By June 2011, the Safetray device was being manufactured in China to meet orders that had been placed by customers throughout Europe and across America. In December 2011, after the Safetray product had been exhibited at trade shows in Las Vegas and Chicago, Safetray Products Ltd had sold 3,000 units worldwide for around £16 each (about US$25) and was awarded contracts to supply the device to the Four Seasons Hotels and Resorts, Sodexo, and Compass Group. Grieve, on behalf of Safetray Products Ltd, received £200,000 (US$310,000) from an investor syndicate composed of investment group Equity Gap and individual investors. She used the money to strengthen the worldwide patent protection of the product, expand its markets to United Arab Emirates and United States hotels, and shift mass production of the now eco-friendly Safetray product from China to the McLaren Plastics factory in Loanhead, a small town in Midlothian, Scotland, creating four new permanent jobs in that municipality. The company was valued at £1 million ($1.5 million US dollars) at the end of 2011.

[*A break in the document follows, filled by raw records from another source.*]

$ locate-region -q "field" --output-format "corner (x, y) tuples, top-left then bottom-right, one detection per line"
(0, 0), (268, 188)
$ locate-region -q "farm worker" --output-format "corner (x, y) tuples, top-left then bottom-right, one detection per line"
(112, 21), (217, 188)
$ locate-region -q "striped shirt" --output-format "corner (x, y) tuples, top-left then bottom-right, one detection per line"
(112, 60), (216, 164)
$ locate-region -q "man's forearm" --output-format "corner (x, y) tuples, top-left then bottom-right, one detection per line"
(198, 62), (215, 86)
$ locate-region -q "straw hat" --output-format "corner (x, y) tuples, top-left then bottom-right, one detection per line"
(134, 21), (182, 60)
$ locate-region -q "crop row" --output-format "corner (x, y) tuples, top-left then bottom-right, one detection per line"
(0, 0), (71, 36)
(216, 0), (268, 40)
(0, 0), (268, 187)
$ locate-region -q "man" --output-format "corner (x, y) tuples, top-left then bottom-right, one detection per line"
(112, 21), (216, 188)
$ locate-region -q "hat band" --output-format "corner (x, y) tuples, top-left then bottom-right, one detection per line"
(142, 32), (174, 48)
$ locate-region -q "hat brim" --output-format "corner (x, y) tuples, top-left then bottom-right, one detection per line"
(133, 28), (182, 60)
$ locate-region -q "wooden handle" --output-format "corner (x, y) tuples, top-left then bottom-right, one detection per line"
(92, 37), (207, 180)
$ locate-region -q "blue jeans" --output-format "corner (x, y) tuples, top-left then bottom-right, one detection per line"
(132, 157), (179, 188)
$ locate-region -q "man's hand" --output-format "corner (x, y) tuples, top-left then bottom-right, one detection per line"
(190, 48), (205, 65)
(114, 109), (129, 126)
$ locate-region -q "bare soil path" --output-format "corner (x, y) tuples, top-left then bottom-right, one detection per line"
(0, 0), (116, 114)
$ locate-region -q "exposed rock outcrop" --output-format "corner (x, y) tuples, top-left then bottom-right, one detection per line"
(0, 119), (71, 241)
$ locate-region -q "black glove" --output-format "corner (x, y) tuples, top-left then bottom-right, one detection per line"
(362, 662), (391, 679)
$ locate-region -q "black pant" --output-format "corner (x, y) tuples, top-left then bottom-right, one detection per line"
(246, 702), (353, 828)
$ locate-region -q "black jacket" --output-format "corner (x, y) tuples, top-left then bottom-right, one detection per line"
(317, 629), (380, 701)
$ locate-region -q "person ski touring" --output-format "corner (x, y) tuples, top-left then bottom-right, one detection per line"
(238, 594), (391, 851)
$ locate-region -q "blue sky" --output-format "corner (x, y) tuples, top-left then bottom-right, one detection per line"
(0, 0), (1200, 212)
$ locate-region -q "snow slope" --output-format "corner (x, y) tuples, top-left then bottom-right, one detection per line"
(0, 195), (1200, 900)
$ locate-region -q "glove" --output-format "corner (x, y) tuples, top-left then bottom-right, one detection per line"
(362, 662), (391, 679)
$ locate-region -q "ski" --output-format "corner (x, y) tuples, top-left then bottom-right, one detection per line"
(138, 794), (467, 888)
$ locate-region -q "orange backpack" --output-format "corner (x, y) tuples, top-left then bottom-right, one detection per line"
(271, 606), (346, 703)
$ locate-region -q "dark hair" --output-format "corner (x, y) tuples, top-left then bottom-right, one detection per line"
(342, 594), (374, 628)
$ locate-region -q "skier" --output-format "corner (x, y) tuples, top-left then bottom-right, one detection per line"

In February 2012, Safetray Products Ltd exhibited the product in the Scottish Development International pavilion at the Dubai, UAE Gulfood Exhibition 2012, a large annual food and hospitality show. In April the company hired the law firm of Baker Hostetler of Washington, DC, to seek trademark protection in the United States for the mark "SAFETRAY," with a design of a bottle and glass supported at a distance from and above the letter T in the Safetray name. In June First Minister of Scotland Alex Salmond honored Grieve's Safetray innovation and business success at the 2012 Business in the Parliament Conference.